世界経済の行方を左右する米中間の動向から目が離せません。2019年07月05日現在、中国から米国へ荷物を運ぶコンテナ船のスポット運賃が、驚くべき勢いで上昇しています。特に主要ルートである米国西海岸向けの見積もりは、わずか一週間で前週比24%も跳ね上がり、1700ドル前後の高値圏に突入しました。この背景には、政治的な駆け引きが生んだ物流現場の切実な事情が隠されているようです。
ここで「スポット運賃」という言葉について解説しましょう。これは定期的な契約ではなく、その時々の需給バランスによって変動する、いわば「時価」の輸送コストを指します。市場の熱量をダイレクトに反映するこの指標が短期間でこれほど上昇するのは、極めて異例な事態と言えるでしょう。荷主たちがコストを度外視してでも、今すぐ船を確保したいという焦燥感が、数字として如実に表れているのです。
急騰の引き金となったのは、2019年06月末に開催されたG20大阪サミットを前にした、米中対立の激化です。トランプ政権による「対中制裁関税第4弾」の発動を懸念し、関税が上がる前に商品をアメリカ国内へ運び込もうとする「駆け込み輸送」が爆発的に増えました。まだ猶予があるうちに在庫を確保しておこうという企業の防衛本能が、輸送ルートの混雑と運賃の吊り上げを招いた形となりました。
SNSでの反応と物流現場の混乱
SNS上でもこの動きは大きな注目を集めています。現地の物流担当者からは「船のスペースが全く取れない」「運賃の見積もりが昨日と今日で全く違う」といった悲鳴に近い声が次々と上がっている状況です。また、一般の消費者からも「このままでは輸入品の価格が上がってしまうのではないか」という不安の声が広がっており、貿易摩擦の影響が私たちの生活圏にまで波及し始めていることを実感させられます。

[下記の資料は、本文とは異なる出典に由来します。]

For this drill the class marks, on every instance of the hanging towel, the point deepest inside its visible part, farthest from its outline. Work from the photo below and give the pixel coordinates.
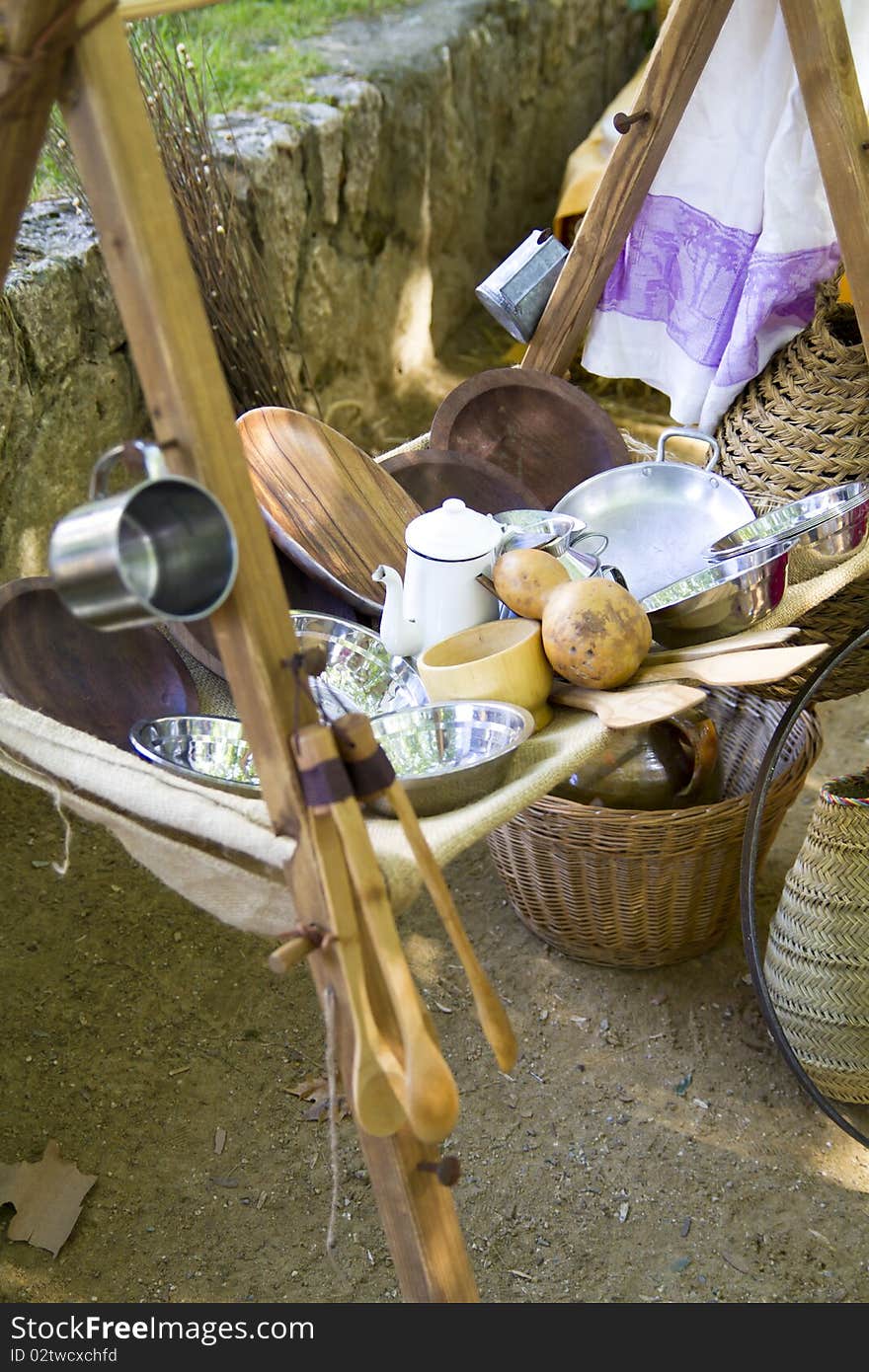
(720, 267)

編集部としては、この運賃上昇は一時的なトレンドに留まらない危うさを秘めていると考えています。企業が在庫を前倒しで確保すれば、その後の輸送需要は反動で落ち込む「荷動きの冷え込み」が起こるリスクがあるからです。また、輸送コストの増大は最終的に製品価格へ転嫁される可能性が高いため、結果として消費者が不利益を被る構造は避けられません。自由貿易の恩恵がいかに脆いものであるかを、改めて痛感せずにはいられません。
今後の展望については、政治的な決着次第で運賃がさらに乱高下する展開が予想されるでしょう。2019年07月05日の時点では、まだ対立の出口は見えておらず、物流関係者は固唾を飲んで情勢を見守っています。不安定な市場環境が続く中、企業には単なるコスト削減だけでなく、地政学的リスクを考慮した柔軟なサプライチェーンの構築がこれまで以上に求められる時代が到来しているのかもしれません。